Security experts are blaming Home Minister P Chidambaram for his handling of the important NCTC legislation. They now believe that the legislation, which has come under scathing attack from various states, would eventually lack any sting. Vicky Nanjappa reports
There have been many arguments over the past couple of months on the contentious National Counter Terrorism Centre with many state governments coming down heavily on the aspect of shared responsibility.
Officials in the Intelligence Bureau told rediff.com that the impression one gets is that the NCTC would emerge as a body filled with legalities rather than practicalities.
IB sources say that they were enthusiastic about the NCTC, but going by the number of problems that the anti-terror law has been facing it appears that the body would have more hurdles than powers.
There are officers who feel that the need for some additional powers while fighting terrorism is the need of the hour. There have been too many lapses and more often than not coordinating with a state agency has always ended up in an ego battle.
Experts are, however, of the view that Home Minister P Chidambaram has dealt with this issue in the reverse. He has often spoken about shared responsibility but not once did he bother to circulate the draft among the states before going ahead with an executive order on the matter.
Today, there is too much opposition and hence there would be a lot of amends that would have to be made -- the main ones being placing the body under the IB and also the operational powers of the body.
Former officials in the IB and the Research and Analysis Wing feel that there would be no harm in consulting with the states before an operation is conducted.
For instance, operations in Jammu and Kashmir were always executed after consulting the state advisor. That ought to continue even today after the NCTC is operational.

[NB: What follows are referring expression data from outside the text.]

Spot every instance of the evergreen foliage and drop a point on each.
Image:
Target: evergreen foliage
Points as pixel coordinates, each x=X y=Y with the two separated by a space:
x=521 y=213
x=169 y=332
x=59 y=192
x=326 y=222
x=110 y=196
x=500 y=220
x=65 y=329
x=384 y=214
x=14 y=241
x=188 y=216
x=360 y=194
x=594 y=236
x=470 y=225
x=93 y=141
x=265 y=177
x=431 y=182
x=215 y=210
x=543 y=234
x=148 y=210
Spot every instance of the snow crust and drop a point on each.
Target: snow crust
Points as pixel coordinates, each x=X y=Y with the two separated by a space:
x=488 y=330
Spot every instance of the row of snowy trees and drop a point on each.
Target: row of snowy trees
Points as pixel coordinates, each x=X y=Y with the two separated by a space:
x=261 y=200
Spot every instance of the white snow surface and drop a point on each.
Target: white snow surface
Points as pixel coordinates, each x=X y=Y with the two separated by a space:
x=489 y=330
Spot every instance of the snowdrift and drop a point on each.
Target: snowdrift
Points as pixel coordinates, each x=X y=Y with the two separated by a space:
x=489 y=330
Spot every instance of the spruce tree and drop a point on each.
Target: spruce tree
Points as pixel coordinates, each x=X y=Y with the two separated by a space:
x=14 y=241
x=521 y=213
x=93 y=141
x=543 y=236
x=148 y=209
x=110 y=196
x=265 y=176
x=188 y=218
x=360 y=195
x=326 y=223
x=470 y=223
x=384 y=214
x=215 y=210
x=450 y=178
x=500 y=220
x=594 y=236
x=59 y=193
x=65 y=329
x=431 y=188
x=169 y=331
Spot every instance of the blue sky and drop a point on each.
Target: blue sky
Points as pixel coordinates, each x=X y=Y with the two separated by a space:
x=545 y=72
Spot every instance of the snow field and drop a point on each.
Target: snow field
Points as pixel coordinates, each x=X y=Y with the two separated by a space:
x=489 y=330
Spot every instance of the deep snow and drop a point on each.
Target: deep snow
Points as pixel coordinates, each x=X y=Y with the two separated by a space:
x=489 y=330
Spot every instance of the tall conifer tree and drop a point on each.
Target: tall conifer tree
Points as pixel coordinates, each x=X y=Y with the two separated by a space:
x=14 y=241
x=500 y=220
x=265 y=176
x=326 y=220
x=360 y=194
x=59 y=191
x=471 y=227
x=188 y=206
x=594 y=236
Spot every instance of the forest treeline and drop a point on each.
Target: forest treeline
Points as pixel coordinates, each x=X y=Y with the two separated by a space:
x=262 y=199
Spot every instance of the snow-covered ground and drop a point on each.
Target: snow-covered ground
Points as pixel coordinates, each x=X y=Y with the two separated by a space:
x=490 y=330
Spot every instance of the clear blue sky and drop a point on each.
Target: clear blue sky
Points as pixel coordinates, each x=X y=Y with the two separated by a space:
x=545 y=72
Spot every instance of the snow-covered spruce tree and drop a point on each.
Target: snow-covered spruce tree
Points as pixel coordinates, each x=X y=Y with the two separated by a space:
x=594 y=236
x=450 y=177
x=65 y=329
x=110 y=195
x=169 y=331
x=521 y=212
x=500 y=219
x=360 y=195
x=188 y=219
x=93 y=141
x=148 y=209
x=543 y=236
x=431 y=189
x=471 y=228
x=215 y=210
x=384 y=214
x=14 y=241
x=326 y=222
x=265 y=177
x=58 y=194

States have elected governments and they do share an equal responsibility in maintaining law and order. The NCTC ought to act in some cases at least in consultation with the state. There are many times that politico-religious leaders have been involved in incidents of terror.
An NCTC team which emerges out of Delhi could walk into that state and finish the operation and get out of there. But then it becomes a headache for the state to deal with the problems that follow.
It is more or less like what the Americans did with Osama Bin Laden. They conducted an independent operation and it was Pakistan which had to deal with the chaos that followed. It could become a similar case if the operational powers of the NCTC are not properly dealt with.
The IB says that over the past couple of years handling terror cases has become a herculean task. We have had to deal with delays and egos and this has become a major hindrance.
It is the IB, which has to finally assess the intelligence and come to a conclusion even in today's set up. Earlier all the intelligence was pooled and it would be reported to the Joint Intelligence Committee. Then the National Security Council Secretariat took over the job of the JIC.
But in today's scenario, experts say, it is important that we have an agency to handle intelligence without any hindrance.
According to IB sources, the biggest issue today is the inability to operationalise the information received
They quote the recent case of Yasin Bhatkal, who reportedly managed to slip off the agency's radar due to ego clashes with state units. What the NCTC aims at doing is ensuring that it creates a pool of intelligence at the centre.
According to former RAW chief C D Sahay, there is an urgent need to marry the many requirements and ensure that there is a broad consensus on the issue. However, one must also ensure that the operational capabilities are diluted. While forming the NCTC the main points to be ensured are that they ensure that the factors 'Urgency and Importance' are taken into consideration.
IB officials say that the NCTC should be an independent authority.
'We need the best brains and young minds to ensure that this organisation functions properly. There should be consultation with the state authorities and a proper code for this needs to be defined failing which every time there is intelligence it could become a debating body,' they say.
"If at all he was serious about his proposition saying that it is a shared responsibility then he ought to have sent out the draft before going ahead. What is worse is that he is taking cover under what L K Advani did in 2001. This is a different government and they ought to take their own decision. Today when I look at how the issue is going it is clear that today the stakes are higher and the positions are polarised. I have my own doubts whether they can bring in the NCTC as it was originally planned out," he says.
"There are many other issues for the Home Minister. There are elections in some states so they would tend to object harder. Then he also has his own allies in the government troubling him. For every step that the Home Minister takes today every words and every coma will disputed and hence I feel that the road ahead is very tough. Thanks to his own doing (not consulting the states in the first stage) he has lost out on a very good initiative."